The Yukon Forum will be the first for Johnston and Silver in their new roles. Johnston was acclaimed as grand chief last spring, while Silver was elected premier in November.
“The first forum will be based on building that relationship and setting the priorities going forward,” Johnston told the News. “We’re just going to set the tone differently, and set the bar high.”
The former Yukon Party government held the Yukon Forum just three times after its election in 2011, most recently in April 2016. The party was often accused of being tonedeaf to the needs of Yukon First Nations.
During the territorial election campaign, Silver promised to hold the forum up to four times annually. He says it will only take place fewer than four times in a year if the First Nations don’t have the time to meet.
Kwanlin Dun First Nation Chief Doris Bill said she’s pleased that Silver is keeping his election promise.
“I’d like to see more meaningful forums and see some work actually come out of it,” she said.
Bill said the forum in April felt like a photo op more than anything else.
“I was thinking to myself, ‘That was an entire day I could have been doing something else, and accomplished a lot more,’” she said. “And quite frankly, I think that’s the way a lot of people felt.”
There are a number of major files that the new Liberal government will need to address with Yukon First Nations.

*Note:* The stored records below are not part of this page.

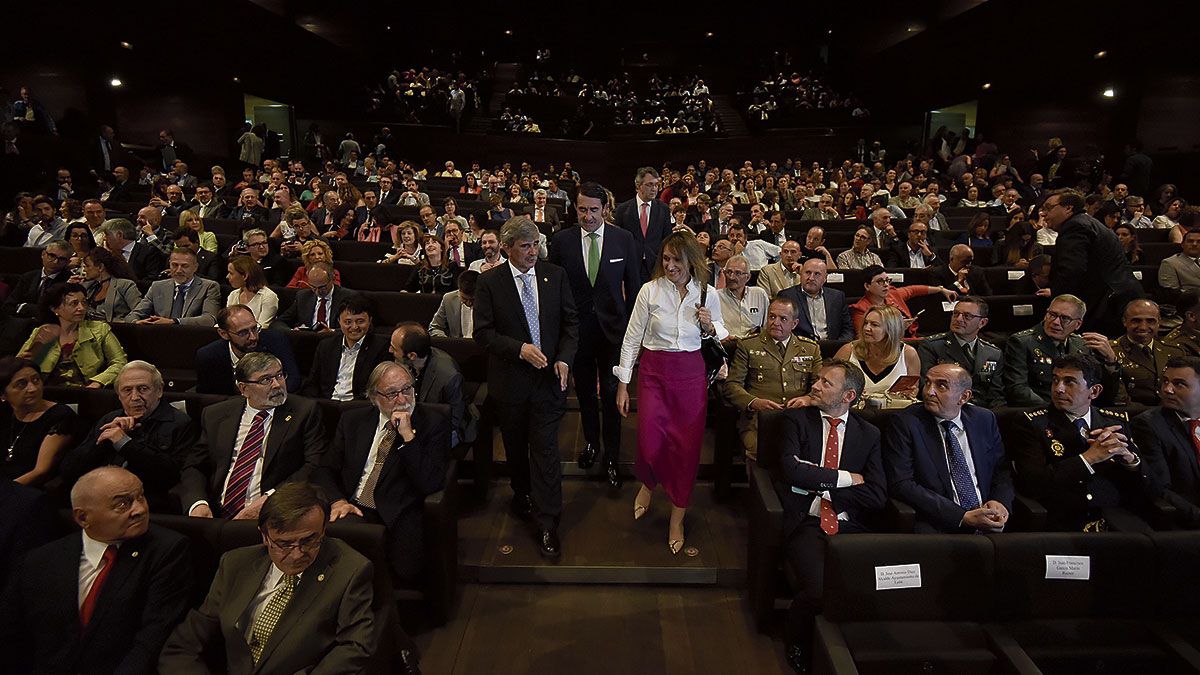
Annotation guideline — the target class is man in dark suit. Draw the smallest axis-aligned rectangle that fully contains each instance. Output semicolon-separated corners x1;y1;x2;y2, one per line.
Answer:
1133;357;1200;530
0;466;192;675
1009;354;1150;532
180;352;325;520
614;167;671;283
271;263;354;333
523;187;561;237
883;364;1014;533
125;249;222;328
4;239;71;317
779;258;854;340
1042;190;1145;335
196;305;302;396
313;362;451;580
389;321;468;446
550;183;642;490
475;217;578;557
97;219;167;281
300;294;388;401
158;484;382;675
929;244;991;297
59;360;197;512
772;360;887;673
880;222;941;269
917;295;1004;408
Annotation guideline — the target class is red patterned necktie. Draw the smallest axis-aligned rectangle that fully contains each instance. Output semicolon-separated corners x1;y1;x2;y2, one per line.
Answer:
221;410;271;518
821;417;841;534
79;544;116;627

Johnston said land-use planning is one major issue that needs to be resolved. Land-use planning in the territory is on hold while the Peel watershed case wends its way through the courts. The Supreme Court of Canada is now scheduled to hear the case in March. The Liberals have said they will implement the final recommended plan for the Peel, which would protect 80 per cent of the watershed, but they have not said how they will navigate the Supreme Court hearing.
Housing is another critical issue for Yukon First Nations, Johnston said. In October, the Ross River Dena Council appealed to all Yukon political parties for help with a housing crisis in the community.

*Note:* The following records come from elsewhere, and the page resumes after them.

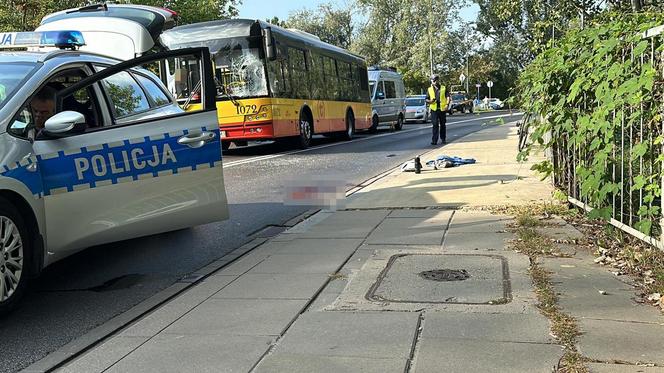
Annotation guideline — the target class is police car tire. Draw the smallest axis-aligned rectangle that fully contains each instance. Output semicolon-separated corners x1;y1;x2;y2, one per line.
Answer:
369;115;378;133
394;115;403;131
0;197;32;317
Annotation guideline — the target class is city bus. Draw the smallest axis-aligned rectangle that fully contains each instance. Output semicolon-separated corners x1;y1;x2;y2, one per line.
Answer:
159;19;371;149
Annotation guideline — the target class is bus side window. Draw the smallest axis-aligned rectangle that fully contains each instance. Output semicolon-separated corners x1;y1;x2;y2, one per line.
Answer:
310;54;327;100
279;60;291;97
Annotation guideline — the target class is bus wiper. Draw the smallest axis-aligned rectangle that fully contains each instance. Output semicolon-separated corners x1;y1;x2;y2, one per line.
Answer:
214;78;240;107
182;80;203;110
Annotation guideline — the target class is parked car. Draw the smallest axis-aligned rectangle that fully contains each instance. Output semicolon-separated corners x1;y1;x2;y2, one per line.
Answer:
369;67;406;131
406;95;429;123
447;92;473;115
489;98;505;110
0;29;228;316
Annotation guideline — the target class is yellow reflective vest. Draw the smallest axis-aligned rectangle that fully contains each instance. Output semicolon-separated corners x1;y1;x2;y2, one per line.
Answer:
427;86;447;111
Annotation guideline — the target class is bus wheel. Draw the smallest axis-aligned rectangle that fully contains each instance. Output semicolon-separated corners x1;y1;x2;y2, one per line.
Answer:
369;115;378;133
296;115;314;149
394;115;403;131
341;111;355;141
0;197;32;316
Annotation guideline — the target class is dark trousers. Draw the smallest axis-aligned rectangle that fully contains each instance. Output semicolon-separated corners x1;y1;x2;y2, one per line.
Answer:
431;110;447;144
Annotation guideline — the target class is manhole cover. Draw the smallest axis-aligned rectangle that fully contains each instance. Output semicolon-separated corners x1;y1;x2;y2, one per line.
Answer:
420;269;470;281
365;254;512;305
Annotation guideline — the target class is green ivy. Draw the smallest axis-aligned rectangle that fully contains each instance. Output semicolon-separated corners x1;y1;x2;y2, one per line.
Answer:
517;13;664;234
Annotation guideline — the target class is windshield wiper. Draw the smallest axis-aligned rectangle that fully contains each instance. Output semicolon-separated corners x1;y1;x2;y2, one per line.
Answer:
214;78;240;107
182;80;203;110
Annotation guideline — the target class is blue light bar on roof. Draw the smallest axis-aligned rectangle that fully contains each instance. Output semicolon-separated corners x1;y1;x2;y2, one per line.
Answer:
0;30;85;49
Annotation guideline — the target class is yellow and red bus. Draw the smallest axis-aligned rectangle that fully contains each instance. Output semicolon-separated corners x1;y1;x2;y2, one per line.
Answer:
160;19;371;149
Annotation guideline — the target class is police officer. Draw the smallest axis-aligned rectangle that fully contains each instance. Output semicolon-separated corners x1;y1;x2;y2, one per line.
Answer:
427;74;447;145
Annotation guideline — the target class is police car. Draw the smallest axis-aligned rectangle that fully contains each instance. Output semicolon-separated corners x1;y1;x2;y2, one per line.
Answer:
0;31;228;314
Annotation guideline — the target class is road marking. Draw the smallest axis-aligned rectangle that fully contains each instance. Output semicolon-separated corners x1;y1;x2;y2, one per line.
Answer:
224;112;523;168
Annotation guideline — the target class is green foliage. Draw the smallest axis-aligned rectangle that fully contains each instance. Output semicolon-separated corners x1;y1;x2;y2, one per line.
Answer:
518;13;664;234
284;3;353;49
352;0;476;93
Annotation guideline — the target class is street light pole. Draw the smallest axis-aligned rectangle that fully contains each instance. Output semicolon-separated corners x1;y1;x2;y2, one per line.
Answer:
429;0;433;76
466;52;470;95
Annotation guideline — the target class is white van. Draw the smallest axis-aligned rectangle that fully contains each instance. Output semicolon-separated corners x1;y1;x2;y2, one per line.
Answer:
369;67;406;131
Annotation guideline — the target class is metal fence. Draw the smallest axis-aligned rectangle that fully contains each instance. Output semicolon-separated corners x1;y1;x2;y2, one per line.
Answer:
552;25;664;250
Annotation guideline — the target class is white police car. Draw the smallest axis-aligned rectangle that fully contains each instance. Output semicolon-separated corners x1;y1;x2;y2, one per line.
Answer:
0;31;228;314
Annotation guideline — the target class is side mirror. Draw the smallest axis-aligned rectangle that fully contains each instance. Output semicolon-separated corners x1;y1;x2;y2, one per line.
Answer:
263;27;277;61
44;111;85;135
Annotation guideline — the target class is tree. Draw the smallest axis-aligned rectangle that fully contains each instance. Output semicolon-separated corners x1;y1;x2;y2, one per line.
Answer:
284;3;353;49
353;0;471;93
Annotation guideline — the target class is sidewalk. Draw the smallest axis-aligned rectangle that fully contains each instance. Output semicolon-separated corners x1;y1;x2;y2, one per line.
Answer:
52;120;664;373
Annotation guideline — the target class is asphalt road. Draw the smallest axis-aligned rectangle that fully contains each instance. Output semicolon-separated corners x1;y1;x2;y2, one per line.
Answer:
0;112;518;372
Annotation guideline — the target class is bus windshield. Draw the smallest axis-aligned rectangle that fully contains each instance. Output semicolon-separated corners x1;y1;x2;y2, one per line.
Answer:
214;48;267;99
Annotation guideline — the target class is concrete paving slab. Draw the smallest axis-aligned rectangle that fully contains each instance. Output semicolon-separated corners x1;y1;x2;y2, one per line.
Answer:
216;250;269;276
163;299;307;338
255;353;406;373
214;273;328;299
275;312;419;359
577;319;664;365
588;363;664;373
257;238;364;255
325;246;538;314
120;276;236;337
247;252;350;274
368;255;512;304
107;334;274;373
387;209;454;220
57;337;148;373
422;312;554;343
366;218;447;245
544;258;664;323
448;210;514;233
443;231;514;251
301;210;390;238
415;339;563;373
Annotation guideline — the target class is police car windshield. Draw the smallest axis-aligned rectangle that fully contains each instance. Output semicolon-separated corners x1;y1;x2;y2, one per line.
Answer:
406;98;424;106
0;62;37;108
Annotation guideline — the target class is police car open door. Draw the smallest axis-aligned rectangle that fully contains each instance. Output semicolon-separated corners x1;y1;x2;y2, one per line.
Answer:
33;48;228;252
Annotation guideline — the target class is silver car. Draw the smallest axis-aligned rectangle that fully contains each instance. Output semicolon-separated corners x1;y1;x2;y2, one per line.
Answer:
0;32;228;314
406;95;429;123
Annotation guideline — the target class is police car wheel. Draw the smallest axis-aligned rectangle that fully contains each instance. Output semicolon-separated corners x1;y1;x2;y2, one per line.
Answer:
341;111;355;140
369;115;378;133
394;115;403;131
0;198;32;316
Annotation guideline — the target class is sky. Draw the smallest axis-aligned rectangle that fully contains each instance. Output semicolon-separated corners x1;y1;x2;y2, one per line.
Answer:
239;0;479;21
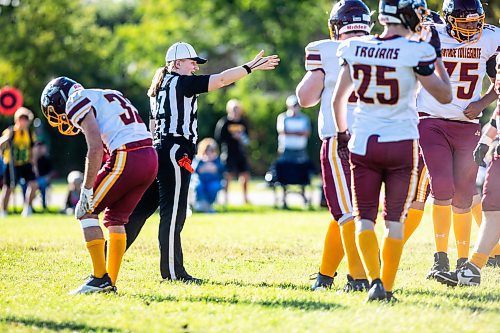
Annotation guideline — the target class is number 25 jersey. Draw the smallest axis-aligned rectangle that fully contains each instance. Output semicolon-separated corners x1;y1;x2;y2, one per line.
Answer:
337;36;436;155
417;24;500;123
66;89;152;152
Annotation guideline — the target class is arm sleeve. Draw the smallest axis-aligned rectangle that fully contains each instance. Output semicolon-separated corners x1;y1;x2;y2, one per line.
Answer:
305;43;325;72
180;75;210;97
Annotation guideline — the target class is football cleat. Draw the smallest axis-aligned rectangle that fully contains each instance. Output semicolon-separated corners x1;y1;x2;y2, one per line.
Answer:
311;272;337;291
344;274;370;293
427;252;450;279
486;254;500;267
367;279;387;302
69;273;116;295
455;258;467;271
435;261;481;287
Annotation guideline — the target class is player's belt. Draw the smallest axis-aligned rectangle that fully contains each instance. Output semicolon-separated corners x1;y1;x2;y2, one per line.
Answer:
116;138;153;151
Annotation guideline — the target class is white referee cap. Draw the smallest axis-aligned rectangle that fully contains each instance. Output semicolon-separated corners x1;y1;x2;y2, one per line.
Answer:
165;42;207;64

Johnston said many First Nation citizens across the territory are living in substandard housing, and First Nations need more money to build up their housing stock.

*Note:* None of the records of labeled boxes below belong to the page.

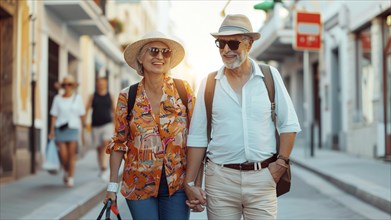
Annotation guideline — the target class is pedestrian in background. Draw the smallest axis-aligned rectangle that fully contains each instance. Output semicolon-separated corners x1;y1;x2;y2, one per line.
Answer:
104;32;195;220
84;77;115;177
185;15;301;220
49;75;85;187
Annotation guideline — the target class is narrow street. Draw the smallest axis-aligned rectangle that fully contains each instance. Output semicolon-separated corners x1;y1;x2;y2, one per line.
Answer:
81;166;391;220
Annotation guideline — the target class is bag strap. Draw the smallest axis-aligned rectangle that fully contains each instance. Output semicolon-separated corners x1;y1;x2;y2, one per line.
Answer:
173;78;191;125
259;64;280;154
204;71;217;143
126;83;139;122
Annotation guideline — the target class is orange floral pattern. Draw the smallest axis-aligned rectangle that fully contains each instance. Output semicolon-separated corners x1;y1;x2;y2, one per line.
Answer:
106;76;195;200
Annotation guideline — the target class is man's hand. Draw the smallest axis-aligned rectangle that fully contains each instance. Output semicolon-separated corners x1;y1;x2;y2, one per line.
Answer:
184;183;207;212
268;159;287;183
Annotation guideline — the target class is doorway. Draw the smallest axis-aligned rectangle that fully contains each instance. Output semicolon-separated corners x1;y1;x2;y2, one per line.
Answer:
331;48;342;150
0;8;15;177
47;38;60;132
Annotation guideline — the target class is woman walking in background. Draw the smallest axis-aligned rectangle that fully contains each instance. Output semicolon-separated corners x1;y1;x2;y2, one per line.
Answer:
49;75;85;187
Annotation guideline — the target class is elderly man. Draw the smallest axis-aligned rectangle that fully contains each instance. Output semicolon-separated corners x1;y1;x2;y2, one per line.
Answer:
184;15;301;220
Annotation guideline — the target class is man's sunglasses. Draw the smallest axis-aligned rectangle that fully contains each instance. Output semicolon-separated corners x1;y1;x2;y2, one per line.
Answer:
148;47;171;58
215;39;242;50
61;83;73;87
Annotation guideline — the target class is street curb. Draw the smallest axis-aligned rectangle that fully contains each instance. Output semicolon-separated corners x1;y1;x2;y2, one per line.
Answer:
56;187;106;219
291;158;391;213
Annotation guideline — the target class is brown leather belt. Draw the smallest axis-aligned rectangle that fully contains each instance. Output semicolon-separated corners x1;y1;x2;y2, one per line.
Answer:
221;156;277;171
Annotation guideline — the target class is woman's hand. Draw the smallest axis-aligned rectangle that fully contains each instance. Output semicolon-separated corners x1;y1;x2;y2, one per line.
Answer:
48;130;55;140
103;191;117;205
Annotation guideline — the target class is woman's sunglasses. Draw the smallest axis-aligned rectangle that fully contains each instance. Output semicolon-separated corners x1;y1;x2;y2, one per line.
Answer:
215;39;242;50
148;47;171;58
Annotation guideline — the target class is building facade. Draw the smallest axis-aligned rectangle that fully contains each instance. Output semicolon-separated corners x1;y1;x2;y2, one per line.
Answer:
251;0;391;158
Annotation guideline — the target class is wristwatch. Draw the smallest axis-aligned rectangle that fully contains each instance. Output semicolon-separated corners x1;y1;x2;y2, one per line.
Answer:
277;154;289;164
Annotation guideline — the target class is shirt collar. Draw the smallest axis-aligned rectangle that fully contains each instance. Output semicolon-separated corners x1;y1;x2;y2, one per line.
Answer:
215;58;264;80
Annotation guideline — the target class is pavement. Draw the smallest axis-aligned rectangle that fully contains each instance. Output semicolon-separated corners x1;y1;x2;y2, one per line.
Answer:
0;147;391;219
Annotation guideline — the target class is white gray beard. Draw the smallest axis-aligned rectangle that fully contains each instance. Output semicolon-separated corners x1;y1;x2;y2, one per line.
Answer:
223;53;245;69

Economic development, infrastructure and culturally appropriate education are all areas that need attention, he said.
The Yukon Forum, he said, is about “setting the tone for these relationships to happen.”
Bill said she’s focused on the implementation of the recommendations of the Truth and Reconciliation Commission, and the need for modernized resource legislation.
But Johnston, Silver and Bill are keeping their expectations for this first forum in check.
“I think this forum is mainly to set our priorities for future forums,” Bill said.
Johnston said the forum will include some ceremony to honour the new relationship between First Nations and the Yukon government.
And Silver said he’s looking to establish new protocols for communication between governments.
“How do the ministers communicate to the chiefs? How do the chiefs communicate to the premier?” he said.
During the election campaign, Silver promised to meet with all 14 of Yukon’s First Nation chiefs during his first 30 days in office. Now that more than 30 days have elapsed, Silver says he’s met with all but two of the chiefs.
He has yet to meet with Vuntut Gwitchin Chief Bruce Charlie, but he said Charlie will be present at the forum. He has also not met with Ta’an Kwach’an Council Chief Kristina Kane, which he said is his fault.
“I feel we haven’t done a good enough job of reaching out to her and her administration,” he said. “That’s on me.”
He didn’t say whether Kane will attend the forum. “I hope so. I hope to see her there. All chiefs have been invited.”
Johnston said the forum will run from 10 a.m. to 2 p.m. at the Kwanlin Dun Cultural Centre on Jan. 13.
“I’m very optimistic and feeling very good about it,” he said. “We should all be excited, because when we succeed as First Nations… everybody succeeds.”